Three numbers usually tell you most of the story:
p95 is the "bad day" metric. If p95 is high but average is fine, a small set of requests is doing too much work, getting blocked on locks, or triggering slow plans.
Make slow queries visible early. In Postgres, enable slow query logging with a low threshold for pre-launch testing (for example, 100-200 ms), and log the full statement so you can copy it into a SQL client. Keep this temporary. Logging every slow query in production gets noisy fast.
Next, test with real-looking requests, not just a single "hello world" route. A small set is enough if it matches what users will actually do: a list call with filters and sorting, a detail page with a couple of joins, a create or update with validation, and a search-style query with partial matches.
If you're generating endpoints from a spec (for example, with a vibe-coding tool like Koder.ai), run the same handful of requests repeatedly with consistent inputs. That makes changes like indexes, pagination tweaks, and query rewrites easier to measure.

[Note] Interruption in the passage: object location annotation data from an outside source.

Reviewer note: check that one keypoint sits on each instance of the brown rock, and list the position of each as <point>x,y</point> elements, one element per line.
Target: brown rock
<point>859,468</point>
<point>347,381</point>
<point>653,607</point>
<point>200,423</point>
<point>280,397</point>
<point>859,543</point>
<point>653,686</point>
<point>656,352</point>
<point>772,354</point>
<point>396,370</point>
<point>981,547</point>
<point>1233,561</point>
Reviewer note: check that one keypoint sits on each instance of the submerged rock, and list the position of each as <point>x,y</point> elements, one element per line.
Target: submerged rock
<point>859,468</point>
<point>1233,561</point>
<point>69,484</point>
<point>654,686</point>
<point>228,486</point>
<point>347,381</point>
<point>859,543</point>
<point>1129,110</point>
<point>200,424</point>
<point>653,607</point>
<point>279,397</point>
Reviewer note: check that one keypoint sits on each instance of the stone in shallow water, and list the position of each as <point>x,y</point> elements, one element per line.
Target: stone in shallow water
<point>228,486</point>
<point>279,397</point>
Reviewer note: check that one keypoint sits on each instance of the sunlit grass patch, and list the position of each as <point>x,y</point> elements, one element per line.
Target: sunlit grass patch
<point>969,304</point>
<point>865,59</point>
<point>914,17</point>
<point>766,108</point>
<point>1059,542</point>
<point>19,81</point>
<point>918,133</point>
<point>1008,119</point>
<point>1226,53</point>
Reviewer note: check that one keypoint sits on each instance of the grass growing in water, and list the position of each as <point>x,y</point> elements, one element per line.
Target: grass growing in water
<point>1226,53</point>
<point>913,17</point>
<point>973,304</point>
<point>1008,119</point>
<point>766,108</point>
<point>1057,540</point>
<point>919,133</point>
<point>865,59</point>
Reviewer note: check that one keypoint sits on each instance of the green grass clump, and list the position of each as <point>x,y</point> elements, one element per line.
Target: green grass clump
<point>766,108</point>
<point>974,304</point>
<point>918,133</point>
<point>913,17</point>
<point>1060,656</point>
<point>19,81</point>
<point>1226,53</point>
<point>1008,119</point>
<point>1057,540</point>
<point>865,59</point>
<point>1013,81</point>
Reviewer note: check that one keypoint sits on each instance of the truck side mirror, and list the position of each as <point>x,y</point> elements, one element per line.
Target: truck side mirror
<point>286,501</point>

Finally, pick a target you can say out loud. Example: "Most requests stay under 200 ms p95 at 50 concurrent users, and errors stay under 0.5%." The exact numbers depend on your product, but a clear target prevents endless tinkering.
A connection pool keeps a limited number of open database connections and reuses them. Without a pool, each request may open a new connection, and Postgres wastes time and memory managing sessions instead of running queries.
The goal is to keep Postgres busy doing useful work, not context-switching between too many connections. This is often the first meaningful win, especially for AI-generated APIs that can quietly turn into chatty endpoints.
In Go, you usually tune max open connections, max idle connections, and connection lifetime. A safe starting point for many small APIs is a small multiple of your CPU cores (often 5 to 20 total connections), with a similar number kept idle, and recycling connections periodically (for example, every 30 to 60 minutes).
If you're running multiple API instances, remember the pool multiplies. A pool of 20 connections across 10 instances is 200 connections hitting Postgres, which is how teams unexpectedly run into connection limits.
Pool problems feel different from slow SQL.
If the pool is too small, requests wait before they even reach Postgres. Latency spikes, but database CPU and query times may look fine.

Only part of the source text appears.